Whether you're buying a box of crackers, a bag of coffee beans or a new mattress, it's easier than ever these days to figure out whether an item is organic, fair trade or environmentally friendly. Now, a new app aims to help you figure out a product's level of "female-friendliness."
The Buy Up Index grades companies' treatment of women on an A to C scale, looking at how many women lead the company, the availability of female-friendly benefits like maternity leave, as well as a company's advertising and philanthropic initiatives.
“My hope is that women direct their spending to companies that serve women well, as opposed to giving money to companies that have no women on the board or sexist advertising," Buy Up co-founder and self-professed fourth-generation feminist Amy-Willard Cross told The Huffington Post.
Cross, who's spent most of her career writing for magazines, compared her metric to the Human Rights Campaign’s Corporate Equality Index, which rates companies based on how they treat LGBT workers. When the index launched in 2002, only 13 companies achieved a top score. This year, 189 business achieved top marks.
To come up with Buy Up's ratings, researchers sifted through publicly available data from about 150 companies across 11 industries. You can easily search the app to get a company's letter score on four measures -- employee benefits, leadership, philanthropy and advertising -- as well as an overall score. The app is still in beta mode, but it will officially launch on Monday.
Not everyone comes out looking so hot. That's not surprising, considering only 4.6 percent of CEOs on the Standard and Poor's 500 Index are women. Only 13 percent of private companies offer paid parental leave to full-time workers, according to data from the U.S. Department of Labor.
iPhone maker Apple gets a B overall because it falls down on the gender diversity of its leadership -- only two of seven board members are women, and its overall leadership is 72 percent male, according to company data.

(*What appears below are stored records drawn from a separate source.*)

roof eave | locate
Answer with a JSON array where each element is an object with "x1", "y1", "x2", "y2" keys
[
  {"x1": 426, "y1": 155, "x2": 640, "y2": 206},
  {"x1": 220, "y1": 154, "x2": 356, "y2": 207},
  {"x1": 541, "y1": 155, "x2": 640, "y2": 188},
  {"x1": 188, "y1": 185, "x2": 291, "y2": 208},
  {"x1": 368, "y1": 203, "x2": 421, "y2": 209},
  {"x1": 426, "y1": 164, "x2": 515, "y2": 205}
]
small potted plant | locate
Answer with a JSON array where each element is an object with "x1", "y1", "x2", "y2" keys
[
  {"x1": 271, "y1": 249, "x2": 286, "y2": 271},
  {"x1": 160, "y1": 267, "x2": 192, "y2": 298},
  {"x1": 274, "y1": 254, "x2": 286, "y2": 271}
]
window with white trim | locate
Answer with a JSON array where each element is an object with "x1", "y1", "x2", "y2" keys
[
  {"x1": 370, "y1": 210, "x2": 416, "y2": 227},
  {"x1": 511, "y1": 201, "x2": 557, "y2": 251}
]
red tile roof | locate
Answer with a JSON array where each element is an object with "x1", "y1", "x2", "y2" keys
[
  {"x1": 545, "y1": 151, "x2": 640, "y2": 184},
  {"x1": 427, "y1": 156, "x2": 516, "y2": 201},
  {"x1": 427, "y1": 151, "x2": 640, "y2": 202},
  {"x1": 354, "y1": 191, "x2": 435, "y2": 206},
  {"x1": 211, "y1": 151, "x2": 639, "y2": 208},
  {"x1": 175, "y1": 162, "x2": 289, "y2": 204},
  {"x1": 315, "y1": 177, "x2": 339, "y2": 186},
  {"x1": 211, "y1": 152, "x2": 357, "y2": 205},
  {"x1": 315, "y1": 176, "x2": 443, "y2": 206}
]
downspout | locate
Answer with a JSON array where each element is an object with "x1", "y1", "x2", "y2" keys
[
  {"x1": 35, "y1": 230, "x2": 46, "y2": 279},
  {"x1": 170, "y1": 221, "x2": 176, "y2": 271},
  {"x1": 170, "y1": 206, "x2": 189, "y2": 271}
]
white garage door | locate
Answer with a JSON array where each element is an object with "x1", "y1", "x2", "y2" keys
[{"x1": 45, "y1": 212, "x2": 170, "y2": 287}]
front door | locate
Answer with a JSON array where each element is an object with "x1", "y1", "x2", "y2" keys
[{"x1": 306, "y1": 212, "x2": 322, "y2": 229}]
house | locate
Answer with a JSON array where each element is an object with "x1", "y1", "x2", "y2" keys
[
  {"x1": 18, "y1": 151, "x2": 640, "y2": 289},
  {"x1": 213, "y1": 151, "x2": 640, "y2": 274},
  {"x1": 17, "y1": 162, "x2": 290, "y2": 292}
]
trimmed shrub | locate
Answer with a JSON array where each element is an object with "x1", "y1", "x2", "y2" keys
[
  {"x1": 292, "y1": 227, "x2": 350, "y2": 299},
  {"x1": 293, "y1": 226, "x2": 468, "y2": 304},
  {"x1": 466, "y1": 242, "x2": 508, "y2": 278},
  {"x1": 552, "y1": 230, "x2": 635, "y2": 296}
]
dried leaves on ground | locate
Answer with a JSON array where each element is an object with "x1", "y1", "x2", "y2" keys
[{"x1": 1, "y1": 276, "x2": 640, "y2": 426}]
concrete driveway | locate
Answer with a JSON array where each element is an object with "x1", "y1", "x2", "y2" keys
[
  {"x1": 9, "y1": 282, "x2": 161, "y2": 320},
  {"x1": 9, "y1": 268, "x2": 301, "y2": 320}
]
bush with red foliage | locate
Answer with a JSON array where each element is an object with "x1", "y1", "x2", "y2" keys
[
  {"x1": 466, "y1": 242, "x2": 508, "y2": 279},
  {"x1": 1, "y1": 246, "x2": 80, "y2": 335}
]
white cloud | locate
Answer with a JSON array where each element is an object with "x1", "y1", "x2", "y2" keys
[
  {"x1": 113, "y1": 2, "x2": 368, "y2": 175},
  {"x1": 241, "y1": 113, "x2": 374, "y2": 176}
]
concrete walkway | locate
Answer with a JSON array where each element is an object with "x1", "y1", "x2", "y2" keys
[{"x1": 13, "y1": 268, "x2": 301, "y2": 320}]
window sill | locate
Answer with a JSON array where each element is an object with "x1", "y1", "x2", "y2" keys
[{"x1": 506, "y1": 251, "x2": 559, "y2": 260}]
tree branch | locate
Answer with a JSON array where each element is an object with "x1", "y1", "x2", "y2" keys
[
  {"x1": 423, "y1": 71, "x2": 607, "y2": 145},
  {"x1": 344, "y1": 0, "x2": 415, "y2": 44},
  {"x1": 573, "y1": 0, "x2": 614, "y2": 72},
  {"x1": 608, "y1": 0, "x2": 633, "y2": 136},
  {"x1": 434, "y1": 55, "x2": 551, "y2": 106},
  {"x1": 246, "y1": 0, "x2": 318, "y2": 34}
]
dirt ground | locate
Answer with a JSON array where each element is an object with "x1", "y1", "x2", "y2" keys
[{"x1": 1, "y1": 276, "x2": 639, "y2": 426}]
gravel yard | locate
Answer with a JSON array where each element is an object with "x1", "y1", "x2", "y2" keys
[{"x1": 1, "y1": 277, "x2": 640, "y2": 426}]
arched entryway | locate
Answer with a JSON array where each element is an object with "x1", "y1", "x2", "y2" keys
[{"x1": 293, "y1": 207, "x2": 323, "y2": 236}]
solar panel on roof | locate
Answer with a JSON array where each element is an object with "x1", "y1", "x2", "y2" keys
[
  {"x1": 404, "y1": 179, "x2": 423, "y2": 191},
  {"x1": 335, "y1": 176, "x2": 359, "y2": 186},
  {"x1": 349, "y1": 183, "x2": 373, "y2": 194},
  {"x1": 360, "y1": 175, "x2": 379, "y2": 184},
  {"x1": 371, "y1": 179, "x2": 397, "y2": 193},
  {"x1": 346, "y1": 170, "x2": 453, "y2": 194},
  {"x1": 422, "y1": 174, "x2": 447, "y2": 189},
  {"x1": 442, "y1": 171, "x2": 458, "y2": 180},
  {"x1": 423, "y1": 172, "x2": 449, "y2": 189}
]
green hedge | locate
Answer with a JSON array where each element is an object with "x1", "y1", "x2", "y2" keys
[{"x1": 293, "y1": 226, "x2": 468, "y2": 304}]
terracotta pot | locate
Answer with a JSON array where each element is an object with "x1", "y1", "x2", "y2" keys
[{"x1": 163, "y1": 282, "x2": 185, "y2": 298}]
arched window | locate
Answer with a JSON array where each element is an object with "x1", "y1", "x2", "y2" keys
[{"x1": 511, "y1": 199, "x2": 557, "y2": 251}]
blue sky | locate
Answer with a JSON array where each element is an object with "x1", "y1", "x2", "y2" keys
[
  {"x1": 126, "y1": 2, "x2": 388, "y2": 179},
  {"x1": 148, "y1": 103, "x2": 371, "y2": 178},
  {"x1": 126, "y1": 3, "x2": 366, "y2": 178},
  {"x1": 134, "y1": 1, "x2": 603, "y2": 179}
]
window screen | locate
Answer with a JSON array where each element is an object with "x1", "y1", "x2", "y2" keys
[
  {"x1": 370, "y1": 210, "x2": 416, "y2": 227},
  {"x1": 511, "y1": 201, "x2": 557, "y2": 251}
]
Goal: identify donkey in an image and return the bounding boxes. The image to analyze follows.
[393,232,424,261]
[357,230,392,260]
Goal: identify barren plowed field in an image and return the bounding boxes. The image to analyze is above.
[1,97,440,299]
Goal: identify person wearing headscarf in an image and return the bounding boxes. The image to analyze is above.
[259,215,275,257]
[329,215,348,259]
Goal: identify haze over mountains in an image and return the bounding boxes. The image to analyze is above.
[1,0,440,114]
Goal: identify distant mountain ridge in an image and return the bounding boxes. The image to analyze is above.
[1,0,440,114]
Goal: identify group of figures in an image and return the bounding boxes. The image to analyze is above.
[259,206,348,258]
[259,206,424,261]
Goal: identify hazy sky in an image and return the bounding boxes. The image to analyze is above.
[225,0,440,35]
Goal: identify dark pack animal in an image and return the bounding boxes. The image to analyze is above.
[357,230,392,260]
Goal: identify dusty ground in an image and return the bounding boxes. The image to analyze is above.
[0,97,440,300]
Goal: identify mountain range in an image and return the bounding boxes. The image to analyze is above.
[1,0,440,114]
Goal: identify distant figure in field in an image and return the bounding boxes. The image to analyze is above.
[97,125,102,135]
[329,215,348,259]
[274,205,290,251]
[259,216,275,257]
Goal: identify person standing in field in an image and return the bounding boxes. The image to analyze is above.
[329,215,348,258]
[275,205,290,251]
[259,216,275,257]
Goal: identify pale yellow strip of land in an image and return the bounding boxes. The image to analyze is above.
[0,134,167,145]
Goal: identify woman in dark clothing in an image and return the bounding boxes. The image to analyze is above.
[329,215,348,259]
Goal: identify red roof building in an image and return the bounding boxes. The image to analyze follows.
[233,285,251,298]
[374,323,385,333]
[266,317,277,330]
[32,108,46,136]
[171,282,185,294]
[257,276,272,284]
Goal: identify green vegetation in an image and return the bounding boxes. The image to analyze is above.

Apple actually does offer generous maternity leave -- up to 18 weeks paid, but the Buy Up app seems to have missed this. New internal data due out later this summer will demonstrate some of the company's progress on diversity, a company executive said this week.
Though it's doubtful that women will stop buying iPhones, drawing attention to this data could further push Apple and other companies to change.
Beauty company Coty, which sells primarily to women, gets a C grade -- the lowest possible -- because it has no women on its board and no "disclosed benefits" for female employees, according to the app.
Coty just paid $12.5 billion for Procter & Gamble's top beauty brands, including Covergirl and Clairol. P&G just happens to be an extremely female-friendly firm, garnering an A grade. Women make up nearly half of its board of directors, and it offers generous leave and flexibility benefits. Procter & Gamble's advertisements for its Always feminine products have garnered much praise for their female-empowerment messages. It'll be interesting to see if the acquisition helps Coty's grade. A spokesperson for the company declined to comment.
Cross so far has spent more than $100,000 on Buy Up, she said. She’s also trying to raise $10,000 on Plum Alley, a Kickstarter for women-run ventures. As of Wednesday, she was about $500 shy of her goal.
Cross said the next stage for the app is to make some money by allowing A-graded companies to sell things directly through the site.
Women spend trillions of dollars in the U.S. each year, and harnessing the power of those funds could be powerful, Cross said. "I always thought words would get us equality. Now I realize money is an important tool."
This story has been updated to include information about Apple's maternity leave policy.